KUALA LUMPUR (Reuters) - Borneo’s mysterious pygmy elephants may be the descendants of Javan elephants accidentally saved from extinction by a local sultan several centuries ago, the conservation group WWF said on Thursday.

Pygmy elephants, so called because they are smaller and less aggressive than mainland Asian elephants, number perhaps 1,000 today and live in lowland forests in Borneo that are shrinking under the threat from timber, rubber and palm oil plantations.
With their larger ears, more rotund features and longer tails, the animals differ from other Asian elephants and scientists have long questioned why they never spread to other parts of the island, the WWF said.

New research published on Thursday supports a long-held local belief that the elephants were brought to Borneo centuries ago by the Sultan of Sulu and abandoned in the jungle, it added.

“If they came from Java, this fascinating story demonstrates the value of efforts to save even small populations of certain species, often thought to be doomed,” Christy Williams, of the WWF’s Asian elephant and rhino program, said in a statement.

The Sulu elephants are thought to have originated in Java, where elephants became extinct some time in the period after Europeans arrived in South-East Asia, the WWF said.

“Elephants were shipped from place to place across Asia many hundreds of years ago, usually as gifts between rulers,” the statement quoted Malaysian forester Shim Phyau Soon as saying.

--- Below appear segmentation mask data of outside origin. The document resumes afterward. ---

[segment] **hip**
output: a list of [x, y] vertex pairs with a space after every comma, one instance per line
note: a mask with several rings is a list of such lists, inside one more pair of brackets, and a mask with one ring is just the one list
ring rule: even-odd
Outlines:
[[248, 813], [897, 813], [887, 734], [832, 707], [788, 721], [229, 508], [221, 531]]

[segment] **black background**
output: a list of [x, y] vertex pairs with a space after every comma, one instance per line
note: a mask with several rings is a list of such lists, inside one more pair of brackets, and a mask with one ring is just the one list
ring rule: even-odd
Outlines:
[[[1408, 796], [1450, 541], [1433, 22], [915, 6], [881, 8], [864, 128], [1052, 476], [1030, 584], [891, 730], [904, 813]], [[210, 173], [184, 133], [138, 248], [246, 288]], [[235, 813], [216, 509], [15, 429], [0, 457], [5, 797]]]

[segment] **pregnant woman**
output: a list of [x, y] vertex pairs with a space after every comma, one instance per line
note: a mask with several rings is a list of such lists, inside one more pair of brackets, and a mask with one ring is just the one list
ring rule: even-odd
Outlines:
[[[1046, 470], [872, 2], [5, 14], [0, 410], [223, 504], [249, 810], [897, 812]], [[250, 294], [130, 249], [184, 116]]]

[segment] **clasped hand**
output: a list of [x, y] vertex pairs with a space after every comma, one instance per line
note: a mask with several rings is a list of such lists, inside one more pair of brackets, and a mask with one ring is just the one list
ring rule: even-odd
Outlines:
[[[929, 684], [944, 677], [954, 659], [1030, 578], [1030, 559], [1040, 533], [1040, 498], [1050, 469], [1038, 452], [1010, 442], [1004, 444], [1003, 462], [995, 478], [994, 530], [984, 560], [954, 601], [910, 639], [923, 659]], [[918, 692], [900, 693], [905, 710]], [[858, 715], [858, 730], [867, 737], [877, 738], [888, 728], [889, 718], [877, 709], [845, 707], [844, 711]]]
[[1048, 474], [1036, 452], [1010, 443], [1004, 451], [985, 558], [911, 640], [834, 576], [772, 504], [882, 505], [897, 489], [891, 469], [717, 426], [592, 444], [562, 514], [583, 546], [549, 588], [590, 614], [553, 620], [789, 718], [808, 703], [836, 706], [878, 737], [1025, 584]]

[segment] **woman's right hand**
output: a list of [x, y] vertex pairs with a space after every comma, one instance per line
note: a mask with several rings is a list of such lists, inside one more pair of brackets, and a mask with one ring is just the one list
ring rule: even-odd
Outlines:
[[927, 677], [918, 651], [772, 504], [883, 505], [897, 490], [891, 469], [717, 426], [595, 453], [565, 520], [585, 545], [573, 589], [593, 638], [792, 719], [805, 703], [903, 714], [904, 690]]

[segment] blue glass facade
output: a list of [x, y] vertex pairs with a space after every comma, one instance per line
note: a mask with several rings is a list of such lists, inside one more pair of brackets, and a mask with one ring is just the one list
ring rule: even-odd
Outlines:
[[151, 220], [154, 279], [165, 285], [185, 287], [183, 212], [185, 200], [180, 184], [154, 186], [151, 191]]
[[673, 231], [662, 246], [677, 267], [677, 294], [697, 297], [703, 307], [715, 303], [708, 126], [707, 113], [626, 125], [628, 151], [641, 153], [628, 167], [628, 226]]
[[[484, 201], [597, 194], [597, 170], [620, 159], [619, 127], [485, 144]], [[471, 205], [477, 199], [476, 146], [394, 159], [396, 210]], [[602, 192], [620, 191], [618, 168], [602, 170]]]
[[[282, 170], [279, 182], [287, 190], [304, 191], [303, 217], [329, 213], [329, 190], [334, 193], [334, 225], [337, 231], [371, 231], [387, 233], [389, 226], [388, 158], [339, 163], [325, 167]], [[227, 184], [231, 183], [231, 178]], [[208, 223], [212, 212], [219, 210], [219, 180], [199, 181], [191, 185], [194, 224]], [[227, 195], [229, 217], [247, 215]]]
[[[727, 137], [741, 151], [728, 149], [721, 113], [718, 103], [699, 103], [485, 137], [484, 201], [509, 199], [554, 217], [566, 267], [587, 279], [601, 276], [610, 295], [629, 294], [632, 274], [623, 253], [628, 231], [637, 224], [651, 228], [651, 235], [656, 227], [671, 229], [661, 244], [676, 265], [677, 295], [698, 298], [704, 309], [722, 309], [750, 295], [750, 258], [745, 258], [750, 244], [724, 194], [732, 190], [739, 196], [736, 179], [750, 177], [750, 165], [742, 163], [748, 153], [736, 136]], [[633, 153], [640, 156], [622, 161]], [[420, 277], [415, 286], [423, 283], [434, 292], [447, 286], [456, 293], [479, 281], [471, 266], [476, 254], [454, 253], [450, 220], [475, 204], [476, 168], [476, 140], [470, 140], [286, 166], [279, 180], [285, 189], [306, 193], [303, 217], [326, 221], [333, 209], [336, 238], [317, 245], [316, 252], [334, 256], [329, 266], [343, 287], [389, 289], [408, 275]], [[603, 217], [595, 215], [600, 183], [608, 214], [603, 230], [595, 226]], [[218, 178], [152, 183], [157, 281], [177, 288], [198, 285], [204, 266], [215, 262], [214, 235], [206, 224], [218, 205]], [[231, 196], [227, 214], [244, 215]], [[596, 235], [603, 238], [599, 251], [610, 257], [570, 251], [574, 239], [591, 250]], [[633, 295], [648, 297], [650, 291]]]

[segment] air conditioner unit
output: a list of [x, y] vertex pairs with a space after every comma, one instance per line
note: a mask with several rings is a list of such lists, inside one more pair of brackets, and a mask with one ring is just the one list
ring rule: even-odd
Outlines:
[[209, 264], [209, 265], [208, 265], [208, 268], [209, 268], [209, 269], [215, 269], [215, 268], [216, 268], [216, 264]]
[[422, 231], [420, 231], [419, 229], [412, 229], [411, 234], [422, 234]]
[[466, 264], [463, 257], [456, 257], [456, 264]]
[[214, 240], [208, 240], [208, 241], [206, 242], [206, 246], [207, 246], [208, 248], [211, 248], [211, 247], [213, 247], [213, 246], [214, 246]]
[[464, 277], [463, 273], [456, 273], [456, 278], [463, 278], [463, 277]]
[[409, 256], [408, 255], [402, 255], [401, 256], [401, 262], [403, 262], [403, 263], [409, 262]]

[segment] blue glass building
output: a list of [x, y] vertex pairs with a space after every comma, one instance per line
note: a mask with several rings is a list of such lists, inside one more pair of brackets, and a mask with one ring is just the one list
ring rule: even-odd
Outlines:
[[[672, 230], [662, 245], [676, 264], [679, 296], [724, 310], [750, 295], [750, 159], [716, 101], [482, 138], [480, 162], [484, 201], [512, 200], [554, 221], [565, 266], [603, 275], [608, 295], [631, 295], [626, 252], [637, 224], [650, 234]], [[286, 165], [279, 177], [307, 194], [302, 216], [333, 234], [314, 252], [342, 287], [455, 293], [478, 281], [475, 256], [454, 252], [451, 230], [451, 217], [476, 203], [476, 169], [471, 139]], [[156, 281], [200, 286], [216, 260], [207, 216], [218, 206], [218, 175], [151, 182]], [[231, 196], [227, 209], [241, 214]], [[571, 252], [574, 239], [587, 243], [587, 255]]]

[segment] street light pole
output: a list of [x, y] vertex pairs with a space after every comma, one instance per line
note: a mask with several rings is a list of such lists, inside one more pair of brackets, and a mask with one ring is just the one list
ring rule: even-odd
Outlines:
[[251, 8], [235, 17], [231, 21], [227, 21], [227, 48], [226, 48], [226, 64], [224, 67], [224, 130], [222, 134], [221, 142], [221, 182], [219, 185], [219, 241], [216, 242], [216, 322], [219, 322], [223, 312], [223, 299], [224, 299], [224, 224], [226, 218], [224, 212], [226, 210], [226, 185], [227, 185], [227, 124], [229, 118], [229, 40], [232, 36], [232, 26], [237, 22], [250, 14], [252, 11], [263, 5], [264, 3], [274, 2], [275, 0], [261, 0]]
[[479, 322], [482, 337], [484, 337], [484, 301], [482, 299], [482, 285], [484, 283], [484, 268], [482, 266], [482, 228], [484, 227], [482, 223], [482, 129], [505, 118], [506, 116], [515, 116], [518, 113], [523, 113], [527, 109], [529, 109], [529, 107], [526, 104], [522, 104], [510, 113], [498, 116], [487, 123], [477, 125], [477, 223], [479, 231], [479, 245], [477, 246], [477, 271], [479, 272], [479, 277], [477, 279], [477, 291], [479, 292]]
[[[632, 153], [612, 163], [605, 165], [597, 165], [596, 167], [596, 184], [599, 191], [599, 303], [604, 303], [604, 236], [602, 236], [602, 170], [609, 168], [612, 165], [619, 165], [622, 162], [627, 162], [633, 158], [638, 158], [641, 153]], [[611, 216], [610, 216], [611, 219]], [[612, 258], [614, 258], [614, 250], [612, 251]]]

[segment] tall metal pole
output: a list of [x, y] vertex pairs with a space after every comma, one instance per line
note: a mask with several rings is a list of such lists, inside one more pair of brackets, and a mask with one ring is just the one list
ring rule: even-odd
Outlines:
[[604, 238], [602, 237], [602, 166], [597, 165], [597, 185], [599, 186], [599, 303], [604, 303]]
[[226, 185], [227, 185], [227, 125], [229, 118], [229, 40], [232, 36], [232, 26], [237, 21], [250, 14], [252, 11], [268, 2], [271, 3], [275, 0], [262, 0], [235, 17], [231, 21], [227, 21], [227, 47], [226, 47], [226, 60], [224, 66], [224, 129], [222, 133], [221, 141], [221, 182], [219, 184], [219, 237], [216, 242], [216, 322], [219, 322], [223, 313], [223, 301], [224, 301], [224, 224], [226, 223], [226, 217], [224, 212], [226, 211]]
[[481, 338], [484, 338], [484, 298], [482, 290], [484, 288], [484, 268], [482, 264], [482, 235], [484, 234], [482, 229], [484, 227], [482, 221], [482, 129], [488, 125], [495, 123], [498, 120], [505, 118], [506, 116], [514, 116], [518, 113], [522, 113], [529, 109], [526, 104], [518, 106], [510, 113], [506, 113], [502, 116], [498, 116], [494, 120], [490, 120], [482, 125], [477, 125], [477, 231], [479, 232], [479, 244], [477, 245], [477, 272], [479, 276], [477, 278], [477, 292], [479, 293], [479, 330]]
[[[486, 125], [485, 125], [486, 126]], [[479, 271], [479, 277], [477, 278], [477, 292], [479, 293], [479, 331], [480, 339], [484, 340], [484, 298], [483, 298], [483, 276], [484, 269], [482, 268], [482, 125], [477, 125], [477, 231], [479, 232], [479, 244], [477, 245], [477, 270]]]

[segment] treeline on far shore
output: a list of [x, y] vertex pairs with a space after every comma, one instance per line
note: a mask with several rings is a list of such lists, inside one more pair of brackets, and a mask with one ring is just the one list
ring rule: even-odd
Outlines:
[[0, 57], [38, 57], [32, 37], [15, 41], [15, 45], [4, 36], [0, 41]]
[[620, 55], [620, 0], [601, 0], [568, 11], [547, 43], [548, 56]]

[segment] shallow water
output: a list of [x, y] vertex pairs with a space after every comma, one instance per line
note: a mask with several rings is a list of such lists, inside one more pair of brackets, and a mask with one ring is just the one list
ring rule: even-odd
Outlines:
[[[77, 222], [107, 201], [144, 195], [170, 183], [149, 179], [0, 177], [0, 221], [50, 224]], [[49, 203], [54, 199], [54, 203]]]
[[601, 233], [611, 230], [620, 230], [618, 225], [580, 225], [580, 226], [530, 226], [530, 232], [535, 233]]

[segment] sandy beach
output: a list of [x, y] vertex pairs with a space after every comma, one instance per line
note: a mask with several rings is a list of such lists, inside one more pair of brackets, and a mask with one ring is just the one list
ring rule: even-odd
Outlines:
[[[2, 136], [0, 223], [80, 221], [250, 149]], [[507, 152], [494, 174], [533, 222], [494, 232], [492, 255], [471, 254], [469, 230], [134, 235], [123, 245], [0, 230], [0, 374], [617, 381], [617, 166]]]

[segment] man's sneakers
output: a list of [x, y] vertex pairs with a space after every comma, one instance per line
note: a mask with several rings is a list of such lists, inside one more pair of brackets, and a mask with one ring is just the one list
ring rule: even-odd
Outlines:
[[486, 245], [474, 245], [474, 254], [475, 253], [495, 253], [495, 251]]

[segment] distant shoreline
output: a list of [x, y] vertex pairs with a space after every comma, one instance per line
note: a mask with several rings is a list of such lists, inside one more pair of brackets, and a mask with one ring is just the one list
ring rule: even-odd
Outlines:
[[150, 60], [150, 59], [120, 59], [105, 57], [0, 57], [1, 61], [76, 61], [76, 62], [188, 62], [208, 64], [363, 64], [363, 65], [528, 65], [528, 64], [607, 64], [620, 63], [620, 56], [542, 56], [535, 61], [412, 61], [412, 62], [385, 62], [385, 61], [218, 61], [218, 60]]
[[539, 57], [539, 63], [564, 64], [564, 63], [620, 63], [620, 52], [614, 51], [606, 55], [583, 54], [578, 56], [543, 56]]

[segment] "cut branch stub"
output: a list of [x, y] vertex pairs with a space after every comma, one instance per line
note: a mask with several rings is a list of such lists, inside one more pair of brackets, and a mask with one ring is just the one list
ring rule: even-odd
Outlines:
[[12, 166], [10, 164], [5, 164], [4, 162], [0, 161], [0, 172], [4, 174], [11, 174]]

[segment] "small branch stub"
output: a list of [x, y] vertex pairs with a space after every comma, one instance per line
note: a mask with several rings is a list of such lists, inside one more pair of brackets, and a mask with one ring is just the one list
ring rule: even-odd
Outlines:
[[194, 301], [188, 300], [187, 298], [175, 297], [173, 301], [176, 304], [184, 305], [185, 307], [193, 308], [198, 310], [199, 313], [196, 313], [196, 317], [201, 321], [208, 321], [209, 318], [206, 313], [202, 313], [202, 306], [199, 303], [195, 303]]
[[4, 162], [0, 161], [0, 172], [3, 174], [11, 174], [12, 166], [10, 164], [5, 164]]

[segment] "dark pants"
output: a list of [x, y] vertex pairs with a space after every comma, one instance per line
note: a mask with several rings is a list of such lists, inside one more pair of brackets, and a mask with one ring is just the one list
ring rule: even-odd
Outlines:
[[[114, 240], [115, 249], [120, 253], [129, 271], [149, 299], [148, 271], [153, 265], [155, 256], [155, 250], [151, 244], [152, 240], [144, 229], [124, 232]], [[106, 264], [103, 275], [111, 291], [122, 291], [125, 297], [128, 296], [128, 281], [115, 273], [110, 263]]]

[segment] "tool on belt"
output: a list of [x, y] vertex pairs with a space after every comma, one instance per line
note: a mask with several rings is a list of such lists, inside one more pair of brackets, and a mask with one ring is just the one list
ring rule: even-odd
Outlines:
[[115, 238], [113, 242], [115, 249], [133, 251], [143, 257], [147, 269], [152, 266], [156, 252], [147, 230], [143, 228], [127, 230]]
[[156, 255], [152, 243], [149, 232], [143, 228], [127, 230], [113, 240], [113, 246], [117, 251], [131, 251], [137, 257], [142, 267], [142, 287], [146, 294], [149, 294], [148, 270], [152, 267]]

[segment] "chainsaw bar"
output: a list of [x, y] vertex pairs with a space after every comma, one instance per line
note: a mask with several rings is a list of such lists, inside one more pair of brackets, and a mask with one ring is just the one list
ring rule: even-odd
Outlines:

“It’s exciting to consider that the forest-dwelling Borneo elephants may be the last vestiges of a subspecies that went extinct on its native Java island, in Indonesia, centuries ago.”

The sultan sent the elephants to Borneo, where they now live more than 1,200 km (746 miles) north of Java, either as a regional show of power or to rid his domain of animals that threatened to be a nuisance, the paper published in the Sarawak Museum Journal says.

The research shows there is no archaeological evidence of a long-term elephant presence on Borneo, the WWF said. (See website here)

The WWF said DNA tests in 2003 had ruled out the possibility the Borneo elephants were from Sumatra or mainland Asia, home of the other Asian subspecies, leaving either Borneo or Java as the most probable source.

“Just one fertile female and one fertile male elephant, if left undisturbed in enough good habitat, could in theory end up as a population of 2,000 elephants within less than 300 years,” said Junaidi Payne, one of the researchers.

“And that may be what happened in practice here.”